At least 77 genetic variations are linked to breast cancer risk in women from families with the BRCA mutation. Testing negative for BRCA2 still means these women may have four times the risk of breast cancer than the general population.
Women with certain mutations in their BRCA1 or BRCA2 genes are at increased risk for breast cancer. However, if a woman who comes from a BRCA family tests negative for her family-specific BRCA mutation, her risk for breast cancer is considered to be the same as someone in the general population, according to the National Cancer Institute. This study, however, suggests that it may not always be true.

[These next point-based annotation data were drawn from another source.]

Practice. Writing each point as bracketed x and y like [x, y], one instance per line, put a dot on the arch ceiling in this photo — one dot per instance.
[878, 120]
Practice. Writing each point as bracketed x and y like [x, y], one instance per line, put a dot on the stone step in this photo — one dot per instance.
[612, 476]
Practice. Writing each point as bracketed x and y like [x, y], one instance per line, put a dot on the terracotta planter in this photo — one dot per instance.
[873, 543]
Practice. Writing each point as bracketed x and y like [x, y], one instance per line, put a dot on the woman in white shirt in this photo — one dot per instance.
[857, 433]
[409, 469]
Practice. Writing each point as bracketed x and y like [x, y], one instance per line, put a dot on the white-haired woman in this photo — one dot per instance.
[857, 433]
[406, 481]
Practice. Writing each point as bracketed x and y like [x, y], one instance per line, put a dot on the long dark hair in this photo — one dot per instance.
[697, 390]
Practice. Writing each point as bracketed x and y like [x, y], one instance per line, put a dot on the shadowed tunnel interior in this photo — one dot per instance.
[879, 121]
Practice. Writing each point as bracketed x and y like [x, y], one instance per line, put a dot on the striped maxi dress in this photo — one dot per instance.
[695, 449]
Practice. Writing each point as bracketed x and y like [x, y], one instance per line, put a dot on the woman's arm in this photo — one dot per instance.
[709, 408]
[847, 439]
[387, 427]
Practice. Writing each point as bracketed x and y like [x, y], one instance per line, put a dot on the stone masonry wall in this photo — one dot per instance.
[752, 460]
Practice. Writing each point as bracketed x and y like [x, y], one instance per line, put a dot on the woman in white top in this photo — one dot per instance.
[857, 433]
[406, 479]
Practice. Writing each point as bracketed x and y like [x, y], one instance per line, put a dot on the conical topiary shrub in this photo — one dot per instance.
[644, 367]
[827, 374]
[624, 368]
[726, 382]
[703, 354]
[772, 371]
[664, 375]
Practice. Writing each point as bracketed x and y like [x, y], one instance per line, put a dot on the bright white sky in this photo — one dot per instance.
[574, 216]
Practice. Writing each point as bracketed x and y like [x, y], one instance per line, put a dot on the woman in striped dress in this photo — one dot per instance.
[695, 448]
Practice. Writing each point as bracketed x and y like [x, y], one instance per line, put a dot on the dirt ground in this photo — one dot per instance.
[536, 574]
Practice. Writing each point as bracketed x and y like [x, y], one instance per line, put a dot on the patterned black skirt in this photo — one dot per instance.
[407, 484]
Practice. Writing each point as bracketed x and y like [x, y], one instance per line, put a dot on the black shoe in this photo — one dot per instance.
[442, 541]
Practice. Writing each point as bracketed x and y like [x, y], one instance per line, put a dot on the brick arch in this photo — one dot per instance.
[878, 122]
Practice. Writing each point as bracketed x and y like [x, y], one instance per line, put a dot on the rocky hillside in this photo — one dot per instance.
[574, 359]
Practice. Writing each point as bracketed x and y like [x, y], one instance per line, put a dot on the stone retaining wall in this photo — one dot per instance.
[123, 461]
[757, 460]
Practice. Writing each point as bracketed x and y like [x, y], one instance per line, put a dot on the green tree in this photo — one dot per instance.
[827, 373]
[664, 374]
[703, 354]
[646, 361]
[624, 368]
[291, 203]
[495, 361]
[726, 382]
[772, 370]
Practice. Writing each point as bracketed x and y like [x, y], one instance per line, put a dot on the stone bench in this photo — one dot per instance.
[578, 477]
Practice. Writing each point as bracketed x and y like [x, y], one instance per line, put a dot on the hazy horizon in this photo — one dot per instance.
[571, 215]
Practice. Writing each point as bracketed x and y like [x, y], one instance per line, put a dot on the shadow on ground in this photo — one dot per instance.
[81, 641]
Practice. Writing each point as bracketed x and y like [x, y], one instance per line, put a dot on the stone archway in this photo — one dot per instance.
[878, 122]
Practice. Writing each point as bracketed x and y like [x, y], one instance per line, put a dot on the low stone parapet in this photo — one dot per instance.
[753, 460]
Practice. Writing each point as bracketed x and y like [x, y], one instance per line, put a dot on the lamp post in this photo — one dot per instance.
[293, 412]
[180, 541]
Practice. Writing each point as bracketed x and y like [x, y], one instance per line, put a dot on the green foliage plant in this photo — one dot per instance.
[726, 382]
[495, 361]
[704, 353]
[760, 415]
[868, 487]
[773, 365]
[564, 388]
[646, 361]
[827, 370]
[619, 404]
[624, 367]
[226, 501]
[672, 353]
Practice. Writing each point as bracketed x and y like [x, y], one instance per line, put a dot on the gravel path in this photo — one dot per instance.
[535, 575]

“We found that women who test negative for family-specific BRCA2 mutations have more than four times the risk for developing breast cancer than the general population,” said Gareth R. Evans, M.B.B.S., M.D., M.R.C.P., F.R.C.P., honorary professor of medical genetics and cancer epidemiology at the Manchester Academic Health Science Center at the University of Manchester in the United Kingdom. “We also found that any increased risk for breast cancer is largely limited to BRCA2 families with strong family history and other genetic factors.
“It is likely that these women inherit genetic factors other than BRCA-related genes that increase their breast cancer risk,” he explained. “About 77 single nucleotide polymorphisms [SNPs—genetic variations that can help track the inheritance of disease genes within families] are linked to breast cancer risk. Identification of additional SNPs is necessary to understand why some of the BRCA-negative women from BRCA families are at higher risk.”
The authors note that specialists should use caution when stating that a woman’s breast cancer risk is the same as that of the general population following a negative test, because it may not be true for some women who come from BRCA2 families with a strong family history.
Evans and colleagues used data from the M6-Inherited Cancer in England study, which has screened families of individuals with breast and/or ovarian cancer for mutations in BRCA1 and 2 since 1996. Details on affected individuals, and all tested and untested relatives, were entered into a Filemaker Pro-7 database. From 807 BRCA families, the researchers identified 49 women who tested negative for the family-specific BRCA mutation, but subsequently developed breast cancer. The researchers called these women “phenocopies.”
Of the 49 phenocopies identified, 22 were among 279 women who tested negative from BRCA1 families, and 27 were among 251 women who tested negative from BRCA2 families. When the researchers stratified the phenocopies based on their age (30-39, 40-49, 50-59, and 69-80), they found that in each age range there were about twice as many cases of breast cancer as would have been expected from the general population.
Next, to conduct risk analyses, Evans and colleagues calculated the “observed versus expected ratio” (O/E), a ratio of observed risk for breast cancer in BRCA-negative women from BRCA families, versus the risk expected for any woman in the general population.
They found the O/E for phenocopies from BRCA1 families was not substantially higher than that of the general population; however, the O/E for phenocopies from BRCA2 families was 4.57, leading them to conclude that the more than fourfold increased risk for breast cancer among BRCA-negative women is largely limited to BRCA-negative women from BRCA2 families.
When the researchers considered the date of predictive testing (the date on which BRCA testing was done for an individual) instead of the date of family ascertainment (the date the first family member of the individual was referred to genetic service), O/E dropped from 4.57 to 2.01, “because there is less follow-up in the predictive test group from time of testing and we may be unaware of breast cancers that have occurred in the near past,” explained Evans.
This study was funded by the National Institute for Health Research. The authors declare no conflict of interest.